BRUXELLES – La tregua temporanea raggiunta tra il Presidente statunitense Donald Trump e il suo omologo cinese Xi Jinping all’incontro del G20 appena conclusosi a Buenos Aires dovrebbe garantire un po’ di tempo a entrambe le parti per riflettere sulle problematiche in questione. Tra queste il principale quesito è se le proteste da parte dell’America contro la Cina, condivise da molte economie avanzate, sono giustificate.

Di certo, le misure statunitensi unilaterali sono indifendibili nell’ambito delle norme globali che regolano il commercio. Ma è possibile ipotizzare che alcuni contraccolpi possano essere ammessi qualora le economie avanzate (che hanno già creato il gruppo di contatto informale dei “China losers (perdenti contro la Cina)” tra cui ci sono rappresentanti dell’Unione europea, del Giappone e degli Stati Uniti) dovessero aver ragione nell’affermare che la Cina sta adottando delle pratiche commerciali sleali.

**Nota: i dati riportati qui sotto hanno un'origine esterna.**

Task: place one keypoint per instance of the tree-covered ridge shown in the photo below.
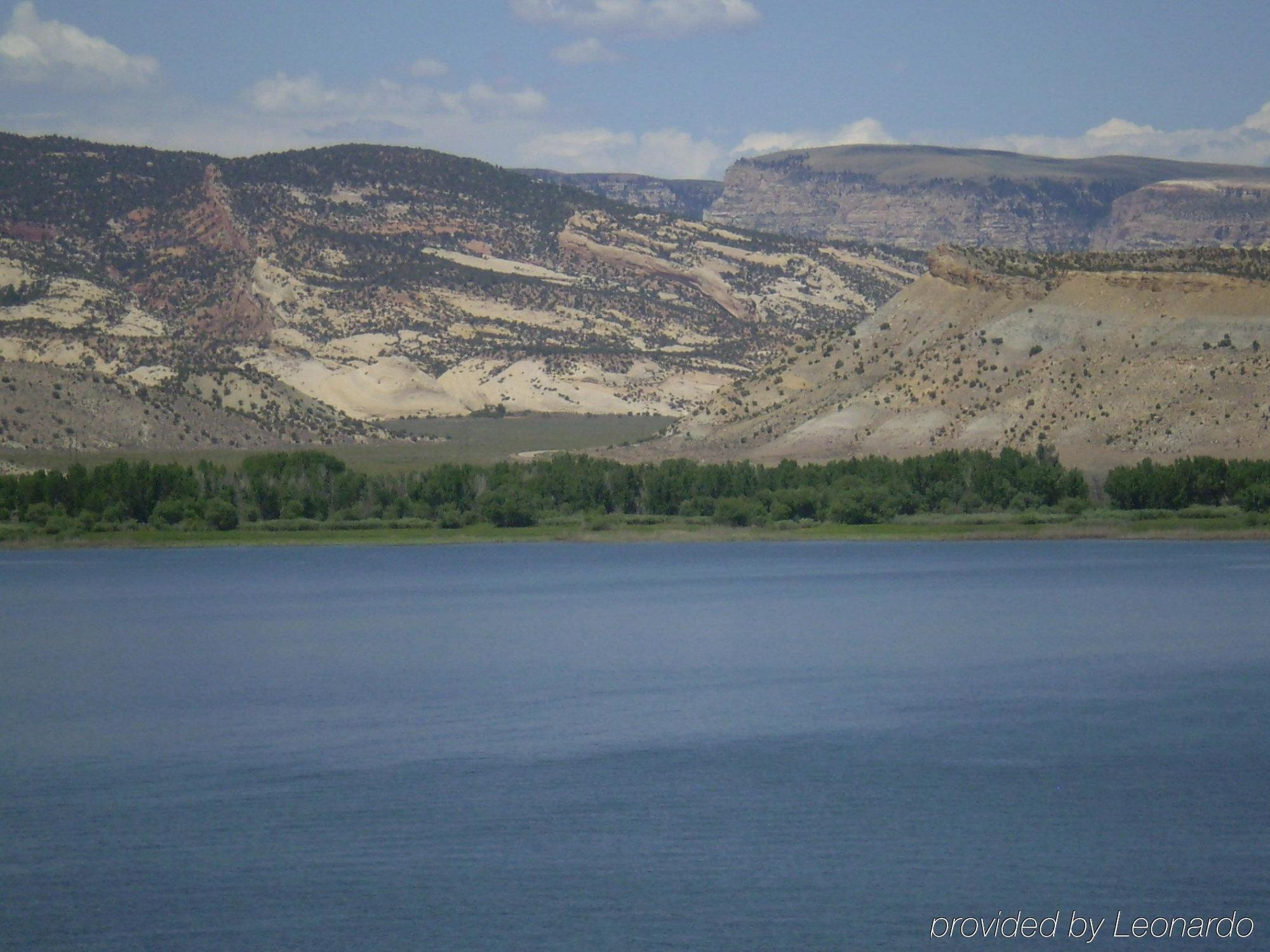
(1202, 480)
(1252, 263)
(318, 487)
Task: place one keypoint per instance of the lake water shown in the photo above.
(589, 747)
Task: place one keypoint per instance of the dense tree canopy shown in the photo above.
(317, 486)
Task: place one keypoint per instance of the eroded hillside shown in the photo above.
(313, 294)
(926, 196)
(1107, 357)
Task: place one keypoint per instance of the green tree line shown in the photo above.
(1201, 480)
(319, 487)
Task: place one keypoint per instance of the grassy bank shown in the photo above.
(1227, 524)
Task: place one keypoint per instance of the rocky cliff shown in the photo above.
(925, 196)
(1108, 357)
(309, 295)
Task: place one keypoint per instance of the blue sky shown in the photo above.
(665, 87)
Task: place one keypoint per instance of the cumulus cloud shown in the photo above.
(58, 54)
(860, 133)
(645, 18)
(427, 68)
(585, 53)
(665, 153)
(1247, 143)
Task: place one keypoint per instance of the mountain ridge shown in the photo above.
(321, 291)
(928, 196)
(1108, 357)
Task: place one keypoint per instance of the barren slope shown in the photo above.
(925, 196)
(1109, 359)
(371, 284)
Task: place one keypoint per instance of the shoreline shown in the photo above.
(1177, 529)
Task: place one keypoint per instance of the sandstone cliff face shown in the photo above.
(1108, 359)
(319, 293)
(1188, 213)
(923, 197)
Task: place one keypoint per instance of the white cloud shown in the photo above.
(427, 68)
(647, 18)
(585, 53)
(51, 53)
(665, 153)
(860, 133)
(1247, 143)
(481, 97)
(385, 100)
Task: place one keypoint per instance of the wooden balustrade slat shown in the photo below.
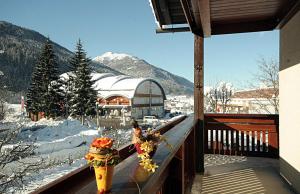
(242, 142)
(217, 142)
(237, 142)
(227, 142)
(205, 141)
(212, 141)
(240, 127)
(232, 142)
(264, 141)
(253, 141)
(248, 140)
(222, 142)
(258, 135)
(241, 120)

Per gli Stati Uniti, la preoccupazione più grande sembra essere il cosiddetto trasferimento forzato delle tecnologie, ovvero il requisito in base al quale le aziende straniere devono condividere la proprietà intellettuale con un “partner” a livello nazionale per avere accesso al mercato cinese. Ma, nella migliore delle ipotesi, questa è in realtà una descrizione impropria in quanto le aziende che non vogliono condividere la propria tecnologia possono sempre decidere di non investire in Cina.